It has become a long-standing tradition among players to mod the Resident Evil games with unconventional characters, such as Thomas the Tank Engine, Shrek, and Barney the Dinosaur. These mods, although seemingly harmless and done in good fun, have raised concerns within Capcom, the game’s developer. In an internal presentation shared on their YouTube channel, Capcom’s R&D department expressed worries about potential reputational damage caused by certain mods. The presentation focused on the company’s efforts to tackle cheating and piracy, highlighting the difficulties in distinguishing between mods and cheating tools.
All Mods Are Cheats
The presenter of the internal presentation stated that, for the purposes of anti-cheat and anti-piracy measures, all mods are defined as cheats. This classification raises questions about the nature of modding and its impact on gameplay. While pirated copies of games are undoubtedly problematic, Capcom’s concerns regarding mods seem to center more on the content of the mods themselves, rather than their availability. The presenter specifically warned about mods with “offensive” content that could tarnish the image of the game and the company.
Capcom’s concerns surrounding “offensive” mods are somewhat vague and open to interpretation.

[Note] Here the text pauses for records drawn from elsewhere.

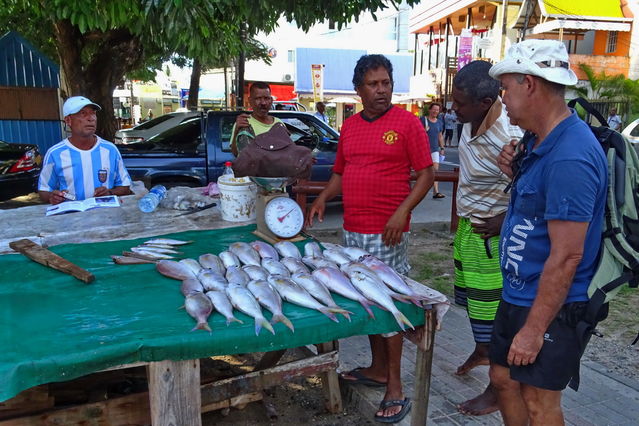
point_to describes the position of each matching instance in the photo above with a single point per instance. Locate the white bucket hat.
(75, 103)
(547, 59)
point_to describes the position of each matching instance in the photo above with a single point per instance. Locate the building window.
(611, 47)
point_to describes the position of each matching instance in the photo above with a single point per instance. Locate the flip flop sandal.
(360, 379)
(404, 403)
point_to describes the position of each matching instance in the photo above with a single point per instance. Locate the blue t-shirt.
(564, 178)
(434, 129)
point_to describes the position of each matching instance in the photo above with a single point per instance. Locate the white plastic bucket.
(237, 198)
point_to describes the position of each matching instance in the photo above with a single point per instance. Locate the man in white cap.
(550, 237)
(84, 165)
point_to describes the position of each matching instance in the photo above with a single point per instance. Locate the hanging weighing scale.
(278, 216)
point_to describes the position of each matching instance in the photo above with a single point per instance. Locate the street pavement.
(604, 398)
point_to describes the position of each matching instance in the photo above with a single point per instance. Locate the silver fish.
(338, 283)
(237, 275)
(274, 267)
(317, 290)
(255, 272)
(375, 290)
(229, 259)
(336, 256)
(168, 241)
(154, 249)
(245, 253)
(312, 249)
(389, 276)
(294, 265)
(175, 270)
(191, 286)
(319, 262)
(199, 307)
(244, 301)
(271, 300)
(222, 304)
(211, 261)
(293, 293)
(287, 249)
(265, 249)
(193, 265)
(211, 280)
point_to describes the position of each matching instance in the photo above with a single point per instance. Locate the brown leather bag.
(272, 154)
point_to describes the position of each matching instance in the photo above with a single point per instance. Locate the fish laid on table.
(270, 299)
(317, 290)
(243, 300)
(293, 293)
(167, 241)
(212, 280)
(211, 261)
(339, 283)
(274, 267)
(247, 254)
(175, 270)
(294, 265)
(287, 249)
(255, 272)
(237, 276)
(376, 290)
(265, 249)
(222, 304)
(126, 260)
(336, 256)
(229, 259)
(312, 249)
(199, 307)
(191, 286)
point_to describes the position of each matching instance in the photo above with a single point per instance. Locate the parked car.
(632, 132)
(19, 169)
(144, 131)
(194, 152)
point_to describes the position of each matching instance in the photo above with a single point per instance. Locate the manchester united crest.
(390, 137)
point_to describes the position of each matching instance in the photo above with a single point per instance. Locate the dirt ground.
(301, 401)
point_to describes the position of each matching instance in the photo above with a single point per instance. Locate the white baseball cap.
(75, 103)
(547, 59)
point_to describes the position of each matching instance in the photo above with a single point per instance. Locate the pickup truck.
(193, 153)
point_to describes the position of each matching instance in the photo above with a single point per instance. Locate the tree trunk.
(194, 87)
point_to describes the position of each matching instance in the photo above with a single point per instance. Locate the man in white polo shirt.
(84, 165)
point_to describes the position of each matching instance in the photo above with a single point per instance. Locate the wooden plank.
(423, 367)
(130, 410)
(330, 382)
(256, 381)
(47, 258)
(174, 393)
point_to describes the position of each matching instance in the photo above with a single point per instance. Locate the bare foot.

The speaker did not provide a clear definition of what constitutes offensive content, leaving players to speculate on where the line is drawn. It is challenging to imagine that mods featuring cartoon or children’s TV characters replacing gruesome monsters would be considered scandalous. Interestingly, Capcom acknowledges that the majority of mods have a positive impact on the game, further blurring the line between benign and offensive modifications.
In addition to addressing offensive content, Capcom’s presentation elaborated on the reputation impact of mods. The concern goes beyond superficial cosmetic changes and focuses on the potential performance issues caused by mods. Players who encounter crashes, freezing, or save data corruption due to mod installations may seek support from Capcom, creating a strain on customer support resources and development budgets. These disruptions can ultimately lead to delays in game production and support for non-modding players, affecting the overall user experience and the company’s financial resources.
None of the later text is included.